Stuart McLean helped us understand Canada and ourselves: Shelagh Rogers

Shelagh Rogers, host of CBC Radio's The Next Chapter, reflects on her colleague and friend, Stuart McLean. The award-winning humorist and host of CBC Radio's The Vinyl Cafédied this week at age 68.

We are on a small plane to a small place in Canada, seated in Row 1. Stuart is dressed nattily in a suit and has stretched out his legs so that the pants don't get too rumpled.

His feet rest on the bulkhead. His pants have crept up and I can see much of the intricate pattern of his argyle socks and I compliment him on them. He tells me he likes them so much he has another 30 pairs at home, one for every day of the month. You know, he says, like panties for each day of the week.

Then he talks about Fred Astaire allegedly sewing nickels into the hem so that his pants would swing when he danced. And I say Ginger Rogers worked twice as hard as Fred, dancing backwards and in high heels. Stuart tells me I'm a dork. And not for the first time.

The first time was when we were co-hosting the event we are flying to: a fundraiser for Phoenix House, an organization that helps at-risk and homeless youth.

Let me digress for a moment and tell you this about Stuart. He helped a lot of causes. He was quiet about it. Humble. Lending his name could take a good fundraiser to great. I know this, as I asked him many times to come and perform for Peter Gzowski Invitational golf tournaments for literacy. He never said no.

But back to Phoenix House. Stuart would begin with a comprehensive welcome and then say: "Without further ado, here's Shelagh."

One year, I asked him what an "ado" was. That's when he called me a dork. I have emails from him that begin with Dear Dork. I think he liked the word. He liked the neediness of it, the awkwardness in it.

Of course, he loved words. And word play. And just plain play. And awkward situations. Like a mother (Morley) buying her son (Sam) his first athletic support in the Vinyl Café story "The Jock Strap."

Playing close 'to the big, hot fire'

A few years ago, Stuart spoke at a celebration of the life of another legendary broadcaster, Max Ferguson.

Stuart talked about humour and quoted E.B.White: "Humour plays close to the big, hot fire, which is the truth, and the reader feels the heat."

So true for Stuart.
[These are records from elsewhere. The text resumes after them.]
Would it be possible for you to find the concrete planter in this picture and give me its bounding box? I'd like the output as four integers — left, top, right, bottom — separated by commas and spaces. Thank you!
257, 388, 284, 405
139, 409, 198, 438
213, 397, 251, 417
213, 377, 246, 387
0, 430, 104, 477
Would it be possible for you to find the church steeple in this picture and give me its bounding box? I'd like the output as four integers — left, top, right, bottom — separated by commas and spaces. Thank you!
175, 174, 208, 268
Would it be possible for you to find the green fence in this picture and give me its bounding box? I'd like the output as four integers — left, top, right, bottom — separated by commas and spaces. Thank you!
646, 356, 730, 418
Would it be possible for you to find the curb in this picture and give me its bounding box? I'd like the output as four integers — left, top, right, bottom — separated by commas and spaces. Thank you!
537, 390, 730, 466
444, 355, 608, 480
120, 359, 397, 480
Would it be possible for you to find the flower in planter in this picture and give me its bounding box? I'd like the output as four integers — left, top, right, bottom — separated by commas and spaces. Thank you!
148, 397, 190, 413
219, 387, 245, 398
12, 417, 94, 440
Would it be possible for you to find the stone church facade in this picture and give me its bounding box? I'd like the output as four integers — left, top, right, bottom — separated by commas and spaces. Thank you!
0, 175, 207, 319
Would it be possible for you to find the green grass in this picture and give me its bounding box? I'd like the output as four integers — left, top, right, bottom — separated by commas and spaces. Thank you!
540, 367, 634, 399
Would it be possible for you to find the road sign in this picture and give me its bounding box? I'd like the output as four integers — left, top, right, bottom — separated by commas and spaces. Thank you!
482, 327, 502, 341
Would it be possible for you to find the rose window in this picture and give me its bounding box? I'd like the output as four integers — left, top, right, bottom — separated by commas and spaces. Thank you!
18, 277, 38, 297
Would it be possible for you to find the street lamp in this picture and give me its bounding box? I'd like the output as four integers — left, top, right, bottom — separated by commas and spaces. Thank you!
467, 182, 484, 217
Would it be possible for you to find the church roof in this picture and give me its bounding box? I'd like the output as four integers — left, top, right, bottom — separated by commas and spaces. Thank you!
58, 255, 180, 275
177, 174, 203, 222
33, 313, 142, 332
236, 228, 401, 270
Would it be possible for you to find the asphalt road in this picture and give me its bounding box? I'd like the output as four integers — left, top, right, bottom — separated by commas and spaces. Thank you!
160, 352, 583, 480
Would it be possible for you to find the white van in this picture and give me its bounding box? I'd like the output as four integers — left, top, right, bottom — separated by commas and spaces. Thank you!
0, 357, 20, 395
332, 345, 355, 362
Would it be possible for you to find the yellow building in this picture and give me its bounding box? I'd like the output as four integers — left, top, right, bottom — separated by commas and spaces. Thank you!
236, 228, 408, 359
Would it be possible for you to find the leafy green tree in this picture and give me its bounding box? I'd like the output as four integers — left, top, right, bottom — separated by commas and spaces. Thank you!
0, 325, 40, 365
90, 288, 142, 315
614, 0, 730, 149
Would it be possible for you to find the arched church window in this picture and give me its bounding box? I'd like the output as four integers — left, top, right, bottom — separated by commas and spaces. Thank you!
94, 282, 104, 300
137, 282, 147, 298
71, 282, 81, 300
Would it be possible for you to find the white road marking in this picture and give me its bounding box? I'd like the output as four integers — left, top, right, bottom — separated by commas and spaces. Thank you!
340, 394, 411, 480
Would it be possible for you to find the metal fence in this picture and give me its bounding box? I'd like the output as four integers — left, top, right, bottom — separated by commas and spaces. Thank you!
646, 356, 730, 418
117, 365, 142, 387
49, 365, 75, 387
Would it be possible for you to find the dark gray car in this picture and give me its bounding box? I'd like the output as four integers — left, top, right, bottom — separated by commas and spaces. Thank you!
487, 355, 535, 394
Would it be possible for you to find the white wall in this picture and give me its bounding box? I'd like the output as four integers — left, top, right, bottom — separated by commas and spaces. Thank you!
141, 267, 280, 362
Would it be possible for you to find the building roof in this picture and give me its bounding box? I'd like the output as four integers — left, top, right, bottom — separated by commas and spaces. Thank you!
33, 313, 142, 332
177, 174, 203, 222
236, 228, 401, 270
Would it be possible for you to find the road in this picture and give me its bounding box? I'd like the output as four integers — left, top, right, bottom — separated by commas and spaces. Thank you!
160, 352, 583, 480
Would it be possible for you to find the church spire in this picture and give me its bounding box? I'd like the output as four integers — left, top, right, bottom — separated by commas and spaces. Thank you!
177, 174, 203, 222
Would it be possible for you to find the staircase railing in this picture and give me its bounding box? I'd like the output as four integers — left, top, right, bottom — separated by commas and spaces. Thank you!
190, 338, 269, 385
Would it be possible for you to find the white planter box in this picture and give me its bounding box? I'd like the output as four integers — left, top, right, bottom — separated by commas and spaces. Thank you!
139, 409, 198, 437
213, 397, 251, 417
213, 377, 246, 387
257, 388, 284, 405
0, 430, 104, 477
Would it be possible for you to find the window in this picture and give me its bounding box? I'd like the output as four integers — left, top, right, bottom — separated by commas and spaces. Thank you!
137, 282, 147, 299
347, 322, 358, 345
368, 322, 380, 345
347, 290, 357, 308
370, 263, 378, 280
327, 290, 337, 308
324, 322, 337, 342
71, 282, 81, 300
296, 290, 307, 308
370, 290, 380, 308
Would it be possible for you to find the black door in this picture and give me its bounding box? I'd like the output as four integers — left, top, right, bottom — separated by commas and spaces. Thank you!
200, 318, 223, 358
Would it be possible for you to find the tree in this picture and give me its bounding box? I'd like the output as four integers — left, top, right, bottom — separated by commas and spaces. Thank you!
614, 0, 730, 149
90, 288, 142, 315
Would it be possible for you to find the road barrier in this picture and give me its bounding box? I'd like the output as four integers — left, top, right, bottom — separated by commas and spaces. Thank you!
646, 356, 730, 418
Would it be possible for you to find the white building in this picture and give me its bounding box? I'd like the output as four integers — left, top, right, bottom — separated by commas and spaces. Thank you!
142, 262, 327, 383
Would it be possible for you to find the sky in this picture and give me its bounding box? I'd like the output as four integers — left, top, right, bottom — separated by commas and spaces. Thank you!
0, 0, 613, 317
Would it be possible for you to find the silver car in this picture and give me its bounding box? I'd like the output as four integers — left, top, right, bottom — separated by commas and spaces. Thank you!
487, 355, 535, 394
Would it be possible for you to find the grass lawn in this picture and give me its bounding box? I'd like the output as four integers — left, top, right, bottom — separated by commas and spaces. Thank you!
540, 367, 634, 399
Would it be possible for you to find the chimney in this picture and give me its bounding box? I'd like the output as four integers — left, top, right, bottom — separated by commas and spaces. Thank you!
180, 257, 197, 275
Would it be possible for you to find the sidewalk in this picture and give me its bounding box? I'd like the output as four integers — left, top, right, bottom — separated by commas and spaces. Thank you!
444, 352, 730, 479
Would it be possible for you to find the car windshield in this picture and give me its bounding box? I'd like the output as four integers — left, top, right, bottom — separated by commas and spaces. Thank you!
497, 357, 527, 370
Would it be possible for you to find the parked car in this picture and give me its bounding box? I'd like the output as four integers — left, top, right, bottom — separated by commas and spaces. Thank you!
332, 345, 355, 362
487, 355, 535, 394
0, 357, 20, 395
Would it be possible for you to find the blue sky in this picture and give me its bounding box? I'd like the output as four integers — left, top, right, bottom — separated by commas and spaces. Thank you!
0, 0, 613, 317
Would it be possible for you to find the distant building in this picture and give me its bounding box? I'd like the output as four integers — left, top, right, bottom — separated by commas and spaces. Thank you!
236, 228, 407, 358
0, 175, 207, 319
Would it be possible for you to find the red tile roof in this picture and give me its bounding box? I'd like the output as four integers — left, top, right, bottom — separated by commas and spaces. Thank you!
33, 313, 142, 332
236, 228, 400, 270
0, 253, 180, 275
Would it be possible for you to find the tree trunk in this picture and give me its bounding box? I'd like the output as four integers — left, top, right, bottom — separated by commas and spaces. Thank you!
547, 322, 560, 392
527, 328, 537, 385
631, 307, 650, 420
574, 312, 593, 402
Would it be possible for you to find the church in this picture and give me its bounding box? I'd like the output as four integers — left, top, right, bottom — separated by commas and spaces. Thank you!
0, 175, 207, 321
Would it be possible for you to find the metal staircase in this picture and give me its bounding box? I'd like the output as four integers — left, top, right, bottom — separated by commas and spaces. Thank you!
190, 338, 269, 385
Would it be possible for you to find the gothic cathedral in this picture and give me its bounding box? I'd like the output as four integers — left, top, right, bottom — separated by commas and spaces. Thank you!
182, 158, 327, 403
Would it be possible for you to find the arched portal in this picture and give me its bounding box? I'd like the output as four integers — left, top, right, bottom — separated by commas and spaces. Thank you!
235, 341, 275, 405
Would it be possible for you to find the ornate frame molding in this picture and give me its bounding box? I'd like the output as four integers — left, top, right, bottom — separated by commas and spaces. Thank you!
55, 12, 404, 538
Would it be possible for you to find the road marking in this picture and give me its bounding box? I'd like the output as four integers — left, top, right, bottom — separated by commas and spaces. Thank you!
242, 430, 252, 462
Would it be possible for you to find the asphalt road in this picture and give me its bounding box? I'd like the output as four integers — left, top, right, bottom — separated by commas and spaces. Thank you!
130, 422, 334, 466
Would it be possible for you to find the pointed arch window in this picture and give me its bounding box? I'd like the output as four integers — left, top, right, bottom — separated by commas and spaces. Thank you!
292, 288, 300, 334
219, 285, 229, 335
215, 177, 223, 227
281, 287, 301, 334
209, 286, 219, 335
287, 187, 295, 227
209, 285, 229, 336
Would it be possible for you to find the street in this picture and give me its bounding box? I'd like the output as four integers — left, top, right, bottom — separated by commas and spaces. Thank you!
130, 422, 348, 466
To call him folksy is to diminish the truth in his humour — for which he won the prestigious Stephen Leacock Medal for Humour three times — and indeed, how close he played to the big, hot fire.

Stuart got at, as my friend Duncan Cook said, the purity of humour. "Infinite laughter and never a joke at someone's expense."

Tributes have been pouring in from coast to coast to coast. He took his show to the North and Roy Goose from Inuvik recalls how "his stories brought human warmth all the way to the Arctic."

Becky Big Canoe posted: "I'd love to see that circle he'll be joining in the great beyond. Among his peers, among the stars. Chief Dan George, Peter Gzowski, Pierre Berton, William Commanda and so many others."

Much has been made, and rightly so, about Stuart's gifts to observe and listen. You always came away from talking to Stuart feeling as though you'd been truly heard and understood.

He probably let you do most of the talking while he listened and asked: "What was it like?" — maybe one of the best questions ever to try to "get" another person's experience.

Singular abilities

He was a Canadian ganglion, our connective tissue. He was our ear, our stethoscope.

Stuart was recognized for his singular abilities by being named an officer of the Order of Canada.

When I congratulated him, he wrote: "It is for the show not for me, of course, and there are, as you know better than most, others with their hands in the clay of the work. It is nice confirmation that we are on the right road and standing for good things. I wish I could get the others names there, too, but I am delighted to be the guy who gets to wear it."

He wore it well. In the great big moments, in front of the roar of applause from thousands of people who came to The Vinyl Café in the grand necklace of theatres that dot our land, Stuart telling them stories about their community as though he'd been living there forever.

Those extended arms of a preacher, the rolling up to tip-toes, as he read his stories. And then he introduced incredible musicians like Matt Anderson, Dala, Jim Bryson, Joel Plaskett and on and on, often for the first time.

But the smaller moments mattered, too. And here is one. A few years ago, this email popped up from Stuart: "Brad who drives our tour bus just texted me to ask about an event you are having in Peterborough on Friday. A friend of his wants to come but she cannot get a ticket. She wants to attend the afternoon conversation. Just the one ticket."

The event was a talk about depression. Brad's friend had been suffering. She came and sat where I could see her. Her appearance made a huge difference to me. And it was Stuart who made sure she got the ticket, for herself and for Brad.

I am so grateful how much he cared. For the stories he told. For how he made us laugh, for how he made us feel about our country. How he helped us understand it, and ourselves. For the good he saw in us.

We will miss him. We already do. RIP Stuart, with love and gratitude.